Dynamic Response of a Non-Uniform Rayleigh Beam Under Accelerating Distributed Masses on a Bi-Parametric Elastic Foundation

This study investigates the problem of a non-prismatic Rayleigh beam subjected to moving loads with arbitrarily prescribed velocities. The research addresses a complex structural dynamics problem that has significant implications for various engineering applications, including railway systems, bridge structures, and industrial machinery where moving loads interact with flexible structural elements. The non-uniform Rayleigh beam model incorporates both translational and rotational inertia effects, providing a more accurate representation of real-world structural behaviour compared to classical Euler-Bernoulli beam theory. The beam's non-uniformity is characterised by spatially varying material properties and geometric parameters, which significantly influence the dynamic response patterns. The bi-parametric elastic foundation is modelled using Winkler and Pasternak foundation parameters, accounting for both normal and shear interactions between the beam and its supporting medium.
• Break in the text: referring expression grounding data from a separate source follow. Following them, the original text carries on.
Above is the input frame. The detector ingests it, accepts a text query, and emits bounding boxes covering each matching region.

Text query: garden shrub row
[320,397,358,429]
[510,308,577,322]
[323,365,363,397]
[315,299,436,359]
The accelerating distributed masses represent a realistic loading scenario encountered in many practical applications, where the velocity and acceleration of moving loads vary continuously along the beam span. This loading condition introduces complex inertial effects and coupling between the beam's natural vibration modes and the motion characteristics of the distributed masses. Gerlakin's weighted residual method is employed to treat this vibrating system problem, as it was in the preceding section. This technique is first used to transform the fourth-order partial differential equation with singular and variable coefficients governing the motion of this vibrating beam. The resulting system of equations, called Gerlakin's equations, is further simplified using the asymptotic method of Struble to obtain a second-order ordinary differential equation, which is then solved using the Duhamel integration method.